Being the drummer in one of the worlds biggest rock bands clearly isn’t enough for Taylor Hawkins, and nor should it be – it would be wrong of him to keep a voice, so finely tuned (I avoided “Taylor-made”) for fronting a rock band, to himself.
This is the third solo outing from Hawkins, and second under the Coattail Riders moniker. 2010’s Red Light Fever was fantastic, so here we are nine years later, with Get the Money…
Hawkins has roped in a who’s who of musical guests for this record, including Foos band mate, Dave Grohl, Duff McKagan, Perry Farrell, Christie Hynde, Nancy Wilson, Roger Taylor, and LeAnn Rimes of all people. Opening with Crossed the Line, the record fires up in fine form, and while it’s been nine years since Red Light Fever, this track could easily slip straight into that record.
A little theatrical, a little self deprecating, but a whole lot of rock is what’s in store.
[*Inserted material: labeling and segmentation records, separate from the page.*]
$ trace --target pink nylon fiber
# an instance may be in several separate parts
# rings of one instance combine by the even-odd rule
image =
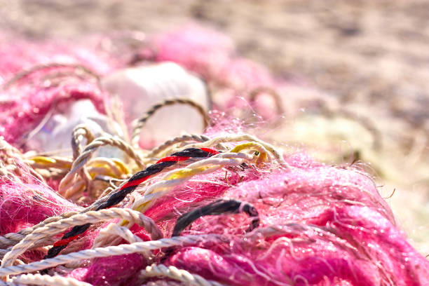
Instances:
[[[224,90],[221,94],[232,90],[242,96],[245,90],[281,84],[264,67],[236,56],[231,40],[216,32],[188,26],[151,41],[156,61],[182,64],[222,86]],[[0,45],[3,83],[32,65],[62,59],[86,65],[101,76],[118,66],[90,48],[22,43]],[[41,79],[48,70],[36,72],[0,92],[0,136],[17,147],[52,108],[61,112],[62,104],[89,98],[97,110],[104,111],[109,95],[90,76],[71,76],[60,84],[43,86]],[[234,100],[242,101],[238,96],[233,93],[226,99],[231,100],[229,107],[236,106],[231,103]],[[264,105],[259,107],[264,109]],[[226,110],[212,113],[213,123],[205,131],[207,136],[246,132],[240,120],[223,111]],[[11,163],[9,155],[4,153],[0,149],[0,163],[15,165],[20,173],[14,172],[22,182],[7,176],[0,179],[0,235],[82,209],[32,178],[24,161]],[[170,282],[162,277],[144,280],[137,277],[142,269],[155,263],[175,266],[225,285],[429,285],[429,261],[409,243],[369,175],[354,166],[320,163],[304,151],[287,154],[284,158],[290,169],[280,168],[273,160],[258,166],[248,164],[198,175],[157,199],[144,212],[164,237],[170,238],[181,214],[220,198],[237,199],[252,204],[259,212],[261,223],[252,231],[246,233],[251,222],[247,214],[206,216],[186,228],[181,236],[216,233],[223,236],[222,240],[156,250],[150,261],[139,253],[94,259],[74,269],[58,271],[59,275],[94,285]],[[141,188],[156,183],[163,175],[154,176]],[[59,180],[53,180],[56,183],[50,184],[56,188]],[[99,225],[98,229],[90,228],[73,246],[90,248],[100,229],[118,221]],[[144,241],[151,239],[137,225],[130,231]],[[123,240],[119,244],[126,243]],[[27,252],[21,258],[25,263],[38,261],[43,251],[36,250],[35,254]]]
Don’t Look At Me sees Hawkins trading vocals with Nancy Wilson – her voice still nothing short of immaculate, and his own voice, gravelly and an excellent contrast.
You’re No Good At Life No More is a partial ballad, featuring Dave Grohl. During the choruses though, ballad territory is well and truly left behind, as the song becomes a bombastic up beat pop infused rocker. The entire piece is wearing Hawkins love of Queen on it’s leave – and that will come up again, probably multiple times through the course of this record.
Perry Farrells unmistakable voice turns up on I Really Blew It. A fun track, quirky and just a little weird, but definitely fun. Queen of the Clowns on the other hand, is a much more grounded affair. Hawkins vocals are sensational – and if he wasn’t the drummer in one of the worlds biggest band, he could have a great career off his own merits.
The title track is a very 70’s inspired, almost psychedelic piece. Chrissie Hyndes vocals offer a velvety smooth layer to this track, and the whole thing comes together so well, that it’s an undeniable highlight.
C U In Hell builds slowly and swirls towards bold choruses, while Middle Child is one of the most guitar driven tracks on offer. On the other hand, Kiss the Ring has an electro feel to begin with. It eventually becomes a solid rock track, with some great lead guitar flourishes, but also features some of Hawkins best vocals.
Closing track, Shapes of Things, features a retro vibe, but then again, so has the majority of this album. The Queen influence shines through again on those backing vocal harmonies, and in the way that this seems to become a different song at its mid point. Excellent and energetic closer.
This is definitely an interesting listen, covering a lot of bases, and holding your attention for its entire 49 minute duration. Hopefully it’s not another nine years before the Coattail Riders appear again!